Pour les tribunaux de Séville, de Saint-Jacques, de Llerena, de Logroño, de Grenade et de la cour, des fragments de leurs archives financieres conservées à l'Archivo Histórico Nacional. Pour le reste, et pour les autres tribunaux (Sicile, Valladolid, Barcelone), force est de se reporter aux papiers du Conseil concernant le district sur lequel porte la recherche, documentation dont la consultation, par ailleurs, est nécessaire dans tous les cas, car elle met en contexte les séries locales.
La plupart des séries préservées présentent elles-mêmes des lacunes plus ou moins importantes. Une comparaison des procès conservés de l'inquisition de Tolède avec les listes établis sur le moment par les inquisiteurs montre que, pour l'inquisition de Tolède, 85% des dossiers originaux de causes de foi sont perdus pour les deux premières années de son existence, environ 75% pour le reste du XVIe siècle, 70% encore pour le XVIIIe siècle.

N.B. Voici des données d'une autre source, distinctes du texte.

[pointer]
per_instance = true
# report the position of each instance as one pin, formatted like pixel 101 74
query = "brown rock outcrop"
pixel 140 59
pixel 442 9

Les fonds sont restés assez bien groupés. Seuls des fragments de documentation inquisitoriale se trouvent hors de ces séries. On signale quelques rares tableaux du XVIIe siècle commandés par le tribunal pour fixer graphiquement le protocole des autodafés, tel celui intitulé à tort "Les fenêtres de Tolède" à la Casa del Greco de cette ville, ou le célébrissime "Autodafe de 1680", de Rizzi, au Prado. A Simancas, on a des fragments des archives du tribunal d'Osma, par ailleurs perdues. Des épaves sont dispersées dans de nombreuses archives européennes, certaines très intéressantes, comme la demi-douzaine de procès originaux de l'Inquisition de Tolède conservés à la Universitäts-und-Landesbibliotek Sachsen-Anhalt, de Halle; les dossiers originaux du même tribunal qui ont abouti dans les archives personnelles de l'historien américain Henry-Charles Lea; le procès de fray Bartolomé de Carranza, conservé à la Real Academia de la Historia de Madrid, le recueil réglementaire, en grande partie manuscrit, que la Bibliothèque Royale de Copenhague conserve sous le nom de "Codex Moldenhauer". D'autres documents, qui font parfois double emploi avec des pièces existant à l'Archivo Histórico Nacional, se trouvent au British Museum (fonds Egerton, avec entre autres des papiers en provenance de l'inquisition des Canaries) et à la Bibliothèque Nationale de Madrid (série "Manuscritos").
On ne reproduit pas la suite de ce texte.